Published in: on February 16, 2004 at 7:41 am  Leave a Comment  

I didn't see the breast, did you?

The supposed public up-in-armedness (rather than the far more evident “purient interest and delight in having something to talk about”) over the Janet Jackson reveal during the Super Bowl halftime show is ridiculous.
I watched the reveal. Did I see a breast? No, and I don’t think anyone watching TV did. They saw that there was a breast, but that is very different from being able to make anything out clearly.
Around here, there’s a bank ad running in which a bank teller teleports into a shower where a lady is showering. We see this from the outside, through the frosted glass doors of the shower. It is clear there is someone naked, but we cannot make them out. That’s the kind of nudity we got from Janet on TV, only less so.
This occured in the midst of an event that is largely grown men committing various forms of violence on one another. It occured during a song set that included one song with women talking about taking their clothes off, and another about the singer’s hos. This whole event was supported by ads featuring horse flatulence, ball-biting, and four-hour erections. promoting dangerous driving and beer.
FCC commissioner Michael Powell has shown very little concern for keeping the airwaves open and diverse, and far too much desire to clamp down on freedom of expression that does not fit his own breast-fearing viewpoint.
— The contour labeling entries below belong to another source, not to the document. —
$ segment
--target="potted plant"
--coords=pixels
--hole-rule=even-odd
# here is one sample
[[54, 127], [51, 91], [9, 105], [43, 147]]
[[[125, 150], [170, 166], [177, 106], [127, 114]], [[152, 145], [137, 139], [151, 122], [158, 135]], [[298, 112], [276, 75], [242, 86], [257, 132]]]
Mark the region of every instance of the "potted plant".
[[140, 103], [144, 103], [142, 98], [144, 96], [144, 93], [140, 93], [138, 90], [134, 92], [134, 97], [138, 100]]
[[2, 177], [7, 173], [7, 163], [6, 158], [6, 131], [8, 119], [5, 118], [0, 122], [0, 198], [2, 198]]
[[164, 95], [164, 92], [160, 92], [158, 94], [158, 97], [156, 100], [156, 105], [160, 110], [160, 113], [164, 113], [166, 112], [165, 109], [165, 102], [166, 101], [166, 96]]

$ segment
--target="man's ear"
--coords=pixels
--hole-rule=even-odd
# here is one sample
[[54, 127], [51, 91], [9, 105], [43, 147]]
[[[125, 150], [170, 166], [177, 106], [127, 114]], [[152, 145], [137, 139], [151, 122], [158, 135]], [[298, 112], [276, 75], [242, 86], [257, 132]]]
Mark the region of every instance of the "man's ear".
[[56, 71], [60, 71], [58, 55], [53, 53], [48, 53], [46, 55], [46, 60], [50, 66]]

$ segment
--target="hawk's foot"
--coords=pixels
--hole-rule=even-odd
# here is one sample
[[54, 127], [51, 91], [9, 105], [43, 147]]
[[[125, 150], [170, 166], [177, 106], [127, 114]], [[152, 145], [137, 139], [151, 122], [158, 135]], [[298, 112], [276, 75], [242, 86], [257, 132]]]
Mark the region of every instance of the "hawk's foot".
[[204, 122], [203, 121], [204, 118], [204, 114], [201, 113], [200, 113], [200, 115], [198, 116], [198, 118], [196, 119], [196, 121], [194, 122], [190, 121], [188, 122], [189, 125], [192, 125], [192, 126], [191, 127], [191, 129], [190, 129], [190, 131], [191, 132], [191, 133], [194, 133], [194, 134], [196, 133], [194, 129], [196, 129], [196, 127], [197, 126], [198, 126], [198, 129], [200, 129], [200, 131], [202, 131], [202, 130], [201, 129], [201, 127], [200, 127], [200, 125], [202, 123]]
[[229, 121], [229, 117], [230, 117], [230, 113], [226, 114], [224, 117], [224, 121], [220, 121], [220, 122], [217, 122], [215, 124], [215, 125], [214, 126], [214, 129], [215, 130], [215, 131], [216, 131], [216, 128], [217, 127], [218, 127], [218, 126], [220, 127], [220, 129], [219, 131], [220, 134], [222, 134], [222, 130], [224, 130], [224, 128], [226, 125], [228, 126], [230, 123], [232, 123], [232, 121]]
Published in: on February 3, 2004 at 12:05 pm  Comments Off on I didn't see the breast, did you?  

Can you be a pilot with being on the air?

Last night, I went to a very L.A.-style event. From time to time, under the name “The Other Network”, some folks have public viewings of unaired TV pilots that did not get picked up for series.

Now before you assume that the unaired material must be crap, let me correct you. Last night’s event was three pilots from Judd Apatow, who was one of the guys behind the fine, short-lived Freaks and Geeks. And while I can see for each of these shows why someone might have thought that they didn’t absolutely need to go on the air, they were to my taste a fair bit more enjoyable than the vast majority of pilots that are picked up.

Sick in the Head was a comedy about a new shrink, and while the lead role was filled in a genial-but-not-quite-sparky mode, there were excellent supporting turns by Andrea Martin as a well-established radio shrink, Amy Poehler as a patient that has been dropped by a dozen shrinks already, and the always-a-good-sign Austin Pendleton as the lead’s mentor.

Life on Parole was a single camera comedy built around a reluctant parole officer. I’m not sure that there would have been enough range in the material to keep the series going, but the pilot would have made a keen graphic novel on its own.

The final one, North Hollywood, starred the drum-playing freak from Freaks and Geeks, plus Amy Poehler, and had a good turn from Judge Reinhold as himself. It’s built around three roommates on the edges of show biz — a struggling actor, a stand-up comic, and Judge Reinhold’s personal assistant. It felt a bit improvy, and more like an HBO comedy than a network one in texture. Reinhold himself comes in for a nice star turn, and there was some good coordination between the making of the pilot and the filming of Orange County. This would have been a great sitcom if there was such a thing as a “local sitcom”, as the jokes felt well-aimed for those comfortable with the subtleties of the struggle to be an actor but would probably fail for folks in most of the country.

The event was fun. Apatow himself was largely open and charming about the struggles these involved. And I got the cheap celebrity encounter thrill of standing in the ticket line behind one Freak and one Geek.